Les voitures ne sont clairement pas jolies à regarder. Les personnes construisent un règlement à partir d’un bon sentiment afin de limiter les possibilités offertes aux ingénieurs, d’augmenter la sécurité et de limiter les frais. Les ingénieurs cherchent ensuite les solutions les plus efficaces, mais pas forcément les plus esthétiques parce qu’ils se moquent qu’une voiture soit jolie ou pas. Encore une fois, il est facile de critiquer, mais proposer une solution alternative et intelligente est nettement plus compliquée. L’une des saisons les plus importantes de l’histoire de la Formule 1 est le championnat 1988 quand le duo Prost-Senna a remporté 15 courses sur 16. Et l’an dernier on a critiqué la même chose ! Peut être que dans quelques années, quand on se remémorera la saison 2014, on se dira qu’il s’agissait d’une saison diabolique avec des courses spectaculaires et beaucoup de changements. Je ne prétends pas que la F1 actuelle est parfaite. Toutefois, on doit se montrer moins critique et apprécier le spectacle qui nous est offert avec enthousiasme.

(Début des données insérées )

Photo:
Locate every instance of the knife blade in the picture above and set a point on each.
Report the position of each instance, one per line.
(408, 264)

« À mon époque, une erreur coûtait nettement plus cher. Au minium, on cassait la voiture ou on abandonnait alors que dans le pire des cas on pouvait se blesser. Je ne souhaite pas revenir à une manière de courir plus dangereuse, mais j’aimerais retourner à des courses qui ne pardonnent pas l’erreur »

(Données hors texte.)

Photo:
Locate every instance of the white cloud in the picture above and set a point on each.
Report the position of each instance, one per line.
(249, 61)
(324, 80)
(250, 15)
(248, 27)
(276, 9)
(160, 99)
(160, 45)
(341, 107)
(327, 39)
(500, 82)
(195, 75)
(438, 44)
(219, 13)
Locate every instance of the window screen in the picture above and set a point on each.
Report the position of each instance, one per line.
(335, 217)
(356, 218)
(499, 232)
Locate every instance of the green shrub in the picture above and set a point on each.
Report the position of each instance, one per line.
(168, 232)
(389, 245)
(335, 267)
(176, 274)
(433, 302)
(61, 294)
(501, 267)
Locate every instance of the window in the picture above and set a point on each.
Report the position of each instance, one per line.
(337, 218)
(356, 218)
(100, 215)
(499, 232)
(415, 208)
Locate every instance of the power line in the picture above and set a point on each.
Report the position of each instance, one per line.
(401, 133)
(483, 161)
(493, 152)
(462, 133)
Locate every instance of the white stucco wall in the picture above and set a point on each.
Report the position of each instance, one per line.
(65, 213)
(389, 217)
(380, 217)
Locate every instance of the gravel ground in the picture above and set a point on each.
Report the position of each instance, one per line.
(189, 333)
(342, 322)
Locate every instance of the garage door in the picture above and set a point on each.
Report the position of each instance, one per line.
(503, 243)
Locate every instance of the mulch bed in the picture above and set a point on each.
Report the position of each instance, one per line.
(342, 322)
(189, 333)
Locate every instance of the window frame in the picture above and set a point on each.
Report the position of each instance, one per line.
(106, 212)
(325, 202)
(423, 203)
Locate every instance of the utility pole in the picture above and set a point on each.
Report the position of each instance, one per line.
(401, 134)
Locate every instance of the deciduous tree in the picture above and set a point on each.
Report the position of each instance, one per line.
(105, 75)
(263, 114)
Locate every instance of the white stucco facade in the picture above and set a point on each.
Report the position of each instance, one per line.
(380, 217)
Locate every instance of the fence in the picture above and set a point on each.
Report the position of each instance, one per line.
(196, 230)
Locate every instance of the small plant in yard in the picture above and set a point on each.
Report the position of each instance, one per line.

Les circuits modernes sont bien souvent sans âmes et sans saveurs, car tous dessinés par le même architecte en la personne d’Hermann Tilke. La F1 n’aurait-elle pas dû, à l’instar de l’Endurance avec le Mans et de l’IndyCar avec Indianapolis, conserver dans leur forme d’origine quelques un de ses tracés légendaires ?
Je n’ose pas dire que les courses sont plus faciles aujourd’hui, mais il est certain que les circuits pardonnent beaucoup plus. Les tracés en eux-mêmes sont plus faciles. Les courses demeurent compliquées, mais la difficulté est différente. Il n’y a plus de bordure comme à l’époque et cela retire une grande partie du challenge parce que les bordures très hautes à l’intérieur et à l’extérieur imposaient une précision de pilotage nettement plus grande. On ne pouvait pas passer au-delà de ces bordures. Quand la surface est bosselée et pas uniforme cela octroie nettement plus de difficulté au pilote et cela impose un pilotage moins proche des limites physiques de la voiture parce qu’on ne peut pas se permettre d’outrepasser ces limites. Les dégagements extérieurs constituent l’autre problème majeur des circuits modernes. Les pilotes ne craignent plus rien lorsqu’ils sortent. Les tracés actuels sont moins sélectifs et le pilote peut se permettre d’oser plus.
N’est-il pas fâcheux que ceux qui sont considérés comme les meilleurs pilotes du monde ne soient plus pénalisés lors d’une faute à cause de cette omniprésence des run-off en dehors de la piste ?
Ces run-off imposent un pilotage différent. Il est obligatoire d’être beaucoup plus proche des limites parce que les autres s’en approchent aussi plus facilement. À mon époque, une erreur coûtait nettement plus cher. Au minium, on cassait la voiture ou on abandonnait alors que dans le pire des cas on pouvait se blesser. Je ne souhaite pas revenir à une manière de courir plus dangereuse, mais j’aimerais retourner à des courses qui ne pardonnent pas l’erreur. Si un pilote commet une faute il doit au moins le payer au niveau chronométrique. C’est la chose qui me déplaît le plus dans les courses modernes. J’aime participer à des courses historiques et courir sur des circuits américains, aux standards de sécurité nettement moins importants qu’en F1, car ils procurent une émotion incroyable. Le Mans est aussi une course largement plus dangereuse aujourd’hui qu’un Grand Prix de Formule 1 et c’est pour cette raison qu’elle a un tel attrait auprès des pilotes.